Juíza determina afastamento da presidente do Iphan

Decisão atendeu a pedido do Ministério Público Federal e veio depois que o presidente Jair Bolsonaro admitiu, em evento em São Paulo, que interferiu no instituto para favorecer o empresário Luciano Hang, que o apóia

A Justiça Federal do Rio de Janeiro acatou, ontem, o pedido do Ministério Público Federal (MPF) e do secretário municipal de Governo e Integridade Pública do Rio de Janeiro, Marcelo Calero, e determinou o afastamento da presidente do Instituto do Patrimônio Histórico e Artístico Nacional (Iphan), Larissa Rodrigues Peixoto Dutra. Trata-se de um desdobramento da confissão feita pelo presidente Jair Bolsonaro, na última terça-feira, em evento na Federação das Indústrias do Estado de São Paulo (Fiesp), de que interferiu na autarquia para favorecer o empresário Luciano Hang, que o apóia.

Na ocasião, Bolsonaro admitiu ter "ripado" funcionários do instituto que interditaram uma obra, no Rio Grande do Sul, do proprietário da rede Havan de lojas de departamentos — no local foi encontrado um possível sítio arqueológico, com restos de utensílios de uma comunidade ancestral. Larissa tomou posse no comando do Iphan em junho de 2020.

A decisão foi assinada pela juíza Mariana Tomaz da Cunha, da 28ª Vara Federal do Rio de Janeiro. Ela determinou o afastamento de Larissa até o julgamento do mérito do caso. "Diante do fato novo apresentado pelo MPF, defiro o pedido de tutela de urgência para determinar a suspensão do ato de nomeação de Larissa Rodrigues Peixoto Dutra e o afastamento de suas funções", relata a magistrada. O Iphan foi criado para "promover, em todo o país e de modo permanente, o tombamento, a conservação, o enriquecimento e o conhecimento do patrimônio histórico e artístico nacional".

Na última quarta-feira, durante discurso realizado no evento Moderniza Brasil, Bolsonaro admitiu: “Tomei conhecimento que uma pessoa conhecida, o Luciano Hang, estava fazendo mais uma obra e apareceu um pedaço de azulejo nas escavações. Chegou o Iphan e interditou a obra. Liguei para o ministro da pasta (Marcelo Álvaro Antônio, à época titular do Turismo) e perguntei: ‘Que trem é esse?’ Porque eu não sou tão inteligente como meus ministros. ‘O que é Iphan, com PH?’ Explicaram para mim, tomei conhecimento, ‘ripei’ todo mundo do Iphan. Botei outro cara lá. O Iphan não dá mais dor de cabeça para a gente”, jactou-se.

Também na live na última quinta-feira, o presidente tentou defender a interferência no Iphan. “Mandei investigar e cheguei à conclusão de que o pessoal do Iphan teria que ser trocado.
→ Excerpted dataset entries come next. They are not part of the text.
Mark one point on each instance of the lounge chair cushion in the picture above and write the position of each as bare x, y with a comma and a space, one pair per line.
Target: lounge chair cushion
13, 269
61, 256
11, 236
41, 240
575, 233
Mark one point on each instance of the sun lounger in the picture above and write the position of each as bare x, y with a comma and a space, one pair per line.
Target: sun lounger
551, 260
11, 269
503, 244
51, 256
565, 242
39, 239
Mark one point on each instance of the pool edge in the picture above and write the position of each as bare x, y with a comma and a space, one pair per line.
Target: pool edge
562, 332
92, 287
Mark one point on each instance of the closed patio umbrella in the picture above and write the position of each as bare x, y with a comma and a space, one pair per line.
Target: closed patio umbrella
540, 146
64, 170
Vocês votam no presidente para deixar tudo como está ou para mudar alguma coisa?”, indagou.

Na mesma live, Bolsonaro afastou a possibilidade de interferência da Justiça. “Não creio que vá chegar ao final essa história de tirar quem eu coloquei no Iphan. Mandei investigar e cheguei à conclusão de que o pessoal do Iphan teria que ser trocado”, afirmou.

Ações no Supremo

Na última sexta-feira, o ministro André Mendonça, do Supremo Tribunal Federal (STF), foi sorteado para relatar três diferentes notícias-crime contra Bolsonaro por ter admitido que interferiu no Iphan — o presidente pode ser processado por prevaricação e advocacia administrativa. As ações são de autoria dos senadores Randolfe Rodrigues (Rede-AP) e Alessandro Vieira (Cidadania-SE), e da deputada federal Natalia Bonavides (PT-RN).

Na ação movida por Randolfe, ele classifica como incompatível a “demonstração patrimonialista do presidente, que parece não ver qualquer diferença entre seus interesses pessoais”. Já a de Alessandro Vieira salienta que “a declaração do presidente da República, por si só, já indica a suposta prática do crime de advocacia administrativa, ao patrocinar interesses pessoais e privados na gestão da máquina pública. Tal suspeita fica ainda em maior evidência quando verificado que efetivamente houve exonerações no órgão no mesmo período”.